Relator argues that the ULJ’s decision “misses the point” because Muellner was terminated for “not perform[ing] his job,” not for doing “a poor job.” The record reflects that Muellner communicated to his employer that he believed the time he was given to perform the required tasks was inadequate. Relator’s position that Muellner was “not performing his job,” may have been attributable to Muellner’s inability to do the job. As the department points out, to show employment misconduct, relator must demonstrate that Muellner was actually capable of performing his employment duties, that he had a history of performing his duties, and that later Muellner’s job performance declined. The ULJ concluded that relator failed to meet its burden. The ULJ found, based on Muellner’s testimony, that Muellner “sometimes did not meet the goals because of a shortage of parts or supplies. Sometimes employees called in sick or took time off.” The ULJ found that Muellner regularly sent emails to his supervisor when there were questions about production or other issues, indicating that Muellner was “doing his best to meet [relator’s] expectations.” The ULJ further noted that “Muellner credibly testified that he did his best.” It is settled that appellate review defers to a ULJ’s determinations regarding witness credibility and conflicting evidence. See Skarhus v. Davanni’s Inc., 721 N.W.2d 340, 344 (Minn. App. 2006) (deferring to ULJ’s determinations regarding witness credibility and conflicting evidence); see also Whitehead v. Moonlight Nursing Care, Inc., 529 N.W.2d 350, 352 (Minn. App. 1995) (stating that this court defers to the decision-maker’s ability to weigh the evidence, and that “we may not weigh . . . evidence on review”). The evidence and testimony support the conclusion that Muellner was discharged for reasons other than employment misconduct. The ULJ properly concluded that Muellner was entitled to receive unemployment benefits.
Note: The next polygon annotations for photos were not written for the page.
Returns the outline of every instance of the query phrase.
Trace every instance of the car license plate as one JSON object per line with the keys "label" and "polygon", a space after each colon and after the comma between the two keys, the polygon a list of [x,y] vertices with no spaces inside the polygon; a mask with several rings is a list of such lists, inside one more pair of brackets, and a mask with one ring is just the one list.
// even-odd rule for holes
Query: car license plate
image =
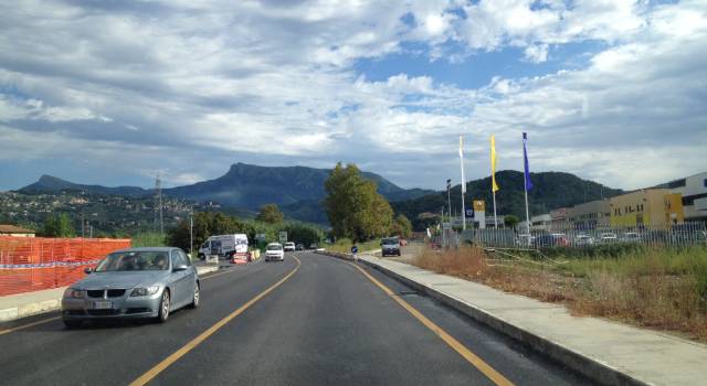
{"label": "car license plate", "polygon": [[106,310],[106,309],[112,309],[113,308],[113,302],[112,301],[106,301],[106,300],[96,300],[93,302],[93,309],[94,310]]}

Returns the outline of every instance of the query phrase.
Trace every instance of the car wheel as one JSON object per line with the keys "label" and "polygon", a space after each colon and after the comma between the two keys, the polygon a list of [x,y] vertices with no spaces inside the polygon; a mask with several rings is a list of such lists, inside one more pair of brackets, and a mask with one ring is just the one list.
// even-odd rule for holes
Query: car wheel
{"label": "car wheel", "polygon": [[165,289],[162,291],[162,299],[159,302],[159,313],[157,315],[157,321],[160,323],[165,323],[169,318],[169,291]]}
{"label": "car wheel", "polygon": [[189,304],[190,309],[199,308],[199,301],[201,300],[201,293],[199,291],[199,283],[194,283],[194,296],[191,299],[191,304]]}
{"label": "car wheel", "polygon": [[64,325],[66,326],[66,329],[70,329],[70,330],[78,329],[82,324],[80,320],[63,319],[62,321],[64,322]]}

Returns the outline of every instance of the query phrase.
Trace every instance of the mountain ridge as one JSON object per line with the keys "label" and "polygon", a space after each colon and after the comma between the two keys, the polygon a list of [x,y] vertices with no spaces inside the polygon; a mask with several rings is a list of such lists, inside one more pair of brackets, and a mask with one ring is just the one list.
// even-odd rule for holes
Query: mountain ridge
{"label": "mountain ridge", "polygon": [[[602,197],[609,199],[624,192],[621,189],[604,186],[567,172],[530,173],[530,181],[534,184],[534,187],[528,192],[530,216]],[[525,219],[524,173],[515,170],[502,170],[496,172],[496,182],[500,187],[496,192],[497,214],[513,214]],[[490,175],[468,181],[464,195],[466,204],[471,205],[472,200],[483,200],[486,203],[487,215],[493,215],[490,185]],[[457,215],[462,212],[461,187],[461,184],[454,185],[450,192],[452,208]],[[446,208],[449,206],[447,194],[446,191],[435,192],[416,199],[391,202],[391,206],[395,213],[402,213],[410,218],[416,229],[424,229],[430,225],[429,221],[418,218],[418,216],[425,212],[439,214],[442,207]]]}
{"label": "mountain ridge", "polygon": [[[261,167],[242,162],[233,163],[225,174],[189,185],[162,189],[165,195],[192,201],[212,201],[223,206],[243,210],[257,210],[261,205],[275,203],[279,206],[292,205],[300,201],[320,201],[325,196],[324,182],[330,169],[317,169],[302,165]],[[383,176],[361,172],[363,178],[374,181],[378,191],[390,201],[419,197],[432,193],[432,190],[407,190],[388,181]],[[103,186],[77,184],[52,175],[43,174],[36,182],[19,189],[30,191],[83,190],[93,193],[146,196],[154,189],[139,186]]]}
Finally, relator cites a litany of cases claiming that the ULJ’s decision ignores settled law. Specifically, relator argues that the ULJ’s decision conflicts with cases holding that once an employer makes a reasonable request, the employer may reasonably expect the employee to follow that request. See, e.g., McGowan v. Executive Express Transp. Enters., Inc., 420 N.W.2d 592, 596 (Minn. 1988) (holding that employee’s deliberate, calculated and intentional refusal to follow the employer’s reasonable order constituted misconduct). Relator correctly states the law, but misapplies the law to the facts. Muellner’s failure to meet relator’s performance expectations does not mean he was “refusing” to meet the expectations. Rather, Muellner may have been unable to meet relator’s expectations, a conclusion that would not amount to employment misconduct. As noted above, the ULJ found that Muellner credibly testified that he was “doing his best” to meet relator’s expectations. Muellner’s conduct does not amount to employment misconduct.